J and I joined a small group last August in our church and it rotates meeting at different homes. The first time we planned on having the group over to our apartment, I was a mess. Not our house, mind you, me. I scrubbed the apartment down, mopped the floors (which I hate and never do) and did my very best to have the apartment spotless with chocolate chip cookies awaiting everyone when they arrived. It’s probably the best our place has looked since we moved in. Halfway through the evening I looked up at a shelf we have over the TV in horror to an empty picture frame on our shelf above the TV. It was blank, with a big sticker on it and a family of models smiling down on our group. I was so embarrassed.
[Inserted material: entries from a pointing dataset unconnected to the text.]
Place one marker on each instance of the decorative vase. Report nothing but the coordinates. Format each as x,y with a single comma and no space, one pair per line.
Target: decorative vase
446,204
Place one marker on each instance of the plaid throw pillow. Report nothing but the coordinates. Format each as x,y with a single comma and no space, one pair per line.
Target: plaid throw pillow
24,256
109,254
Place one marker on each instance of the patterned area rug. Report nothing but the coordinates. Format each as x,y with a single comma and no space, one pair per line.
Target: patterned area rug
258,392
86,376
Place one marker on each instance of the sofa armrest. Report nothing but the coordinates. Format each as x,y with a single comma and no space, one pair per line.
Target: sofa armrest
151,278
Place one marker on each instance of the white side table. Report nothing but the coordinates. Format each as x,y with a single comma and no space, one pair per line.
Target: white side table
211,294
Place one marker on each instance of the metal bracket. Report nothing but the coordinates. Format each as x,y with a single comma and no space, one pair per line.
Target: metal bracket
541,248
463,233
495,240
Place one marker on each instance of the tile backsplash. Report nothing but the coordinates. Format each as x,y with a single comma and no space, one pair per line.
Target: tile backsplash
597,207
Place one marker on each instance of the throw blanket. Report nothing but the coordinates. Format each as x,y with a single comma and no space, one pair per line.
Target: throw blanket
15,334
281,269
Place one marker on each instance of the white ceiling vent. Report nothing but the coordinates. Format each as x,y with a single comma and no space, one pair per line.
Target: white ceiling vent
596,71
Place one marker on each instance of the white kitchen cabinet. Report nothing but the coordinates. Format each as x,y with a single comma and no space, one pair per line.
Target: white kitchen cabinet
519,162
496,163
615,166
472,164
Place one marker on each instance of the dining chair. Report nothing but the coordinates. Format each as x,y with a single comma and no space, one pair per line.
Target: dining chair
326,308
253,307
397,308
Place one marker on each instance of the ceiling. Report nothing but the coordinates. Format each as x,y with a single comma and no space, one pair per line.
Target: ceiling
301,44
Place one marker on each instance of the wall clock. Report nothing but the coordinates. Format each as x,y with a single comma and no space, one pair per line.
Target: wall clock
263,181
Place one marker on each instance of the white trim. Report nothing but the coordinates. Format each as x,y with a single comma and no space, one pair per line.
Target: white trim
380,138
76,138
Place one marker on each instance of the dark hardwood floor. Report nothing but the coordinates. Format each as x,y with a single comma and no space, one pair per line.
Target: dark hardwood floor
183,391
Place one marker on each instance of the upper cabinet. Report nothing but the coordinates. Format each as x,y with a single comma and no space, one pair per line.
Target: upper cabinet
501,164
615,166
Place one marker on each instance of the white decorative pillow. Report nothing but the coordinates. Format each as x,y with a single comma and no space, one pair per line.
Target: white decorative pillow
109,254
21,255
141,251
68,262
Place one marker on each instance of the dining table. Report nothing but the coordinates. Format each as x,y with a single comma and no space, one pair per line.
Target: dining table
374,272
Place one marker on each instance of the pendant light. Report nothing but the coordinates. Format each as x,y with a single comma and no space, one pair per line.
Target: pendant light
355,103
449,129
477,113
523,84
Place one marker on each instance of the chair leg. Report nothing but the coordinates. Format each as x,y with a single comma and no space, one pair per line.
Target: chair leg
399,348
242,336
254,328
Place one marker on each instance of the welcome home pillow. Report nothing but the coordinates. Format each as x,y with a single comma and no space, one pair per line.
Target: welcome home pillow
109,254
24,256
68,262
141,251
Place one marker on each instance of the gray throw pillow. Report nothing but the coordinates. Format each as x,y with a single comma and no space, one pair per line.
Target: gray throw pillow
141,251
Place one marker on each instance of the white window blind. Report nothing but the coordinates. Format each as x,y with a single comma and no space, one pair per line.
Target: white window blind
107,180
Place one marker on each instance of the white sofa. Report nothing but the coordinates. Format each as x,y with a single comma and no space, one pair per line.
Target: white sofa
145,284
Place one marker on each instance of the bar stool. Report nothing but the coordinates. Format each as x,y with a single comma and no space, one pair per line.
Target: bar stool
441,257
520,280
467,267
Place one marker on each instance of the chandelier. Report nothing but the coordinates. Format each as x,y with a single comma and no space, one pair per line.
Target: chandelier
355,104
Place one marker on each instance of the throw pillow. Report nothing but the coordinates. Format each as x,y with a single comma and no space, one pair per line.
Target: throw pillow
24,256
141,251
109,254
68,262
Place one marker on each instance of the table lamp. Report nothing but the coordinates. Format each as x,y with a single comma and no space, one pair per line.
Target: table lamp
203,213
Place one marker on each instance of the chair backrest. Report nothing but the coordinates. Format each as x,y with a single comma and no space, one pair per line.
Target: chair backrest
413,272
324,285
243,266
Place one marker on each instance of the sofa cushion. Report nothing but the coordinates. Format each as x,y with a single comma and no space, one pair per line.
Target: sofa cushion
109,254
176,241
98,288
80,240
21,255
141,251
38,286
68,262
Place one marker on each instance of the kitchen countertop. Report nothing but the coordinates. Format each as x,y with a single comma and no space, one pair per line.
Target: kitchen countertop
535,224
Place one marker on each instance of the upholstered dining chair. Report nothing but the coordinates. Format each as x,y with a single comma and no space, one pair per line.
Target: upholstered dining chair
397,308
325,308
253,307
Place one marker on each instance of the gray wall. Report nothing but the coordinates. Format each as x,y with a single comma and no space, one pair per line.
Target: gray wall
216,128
After our meeting while we mingled before everyone left, I started apologizing to a few of the girls that I had forgotten about that photo. One of the girls started laughing and said, “I was actually so relieved to see that empty frame. It’s so nice to know that I’m not the only one who doesn’t have it all together!”
Me, have it all together? Please.
I wish I had it all together — a beautiful clean home, home-cooked meal on the table every night, perfectly manicured nails, able to balance a full time job and all that life demands with ease. But the truth is, I don’t. And I can imagine it’s a lonely and tiring road for those who do have it all together, or at least constantly pretend to. There’s something powerful and comforting to share your insecurities with others and learn you’re not the only one who struggles balancing life.
I kept that frame empty for a few months before filling it with an actual picture. It became a visible reminder that my house — and my life — is not perfect and shouldn’t pretend to be.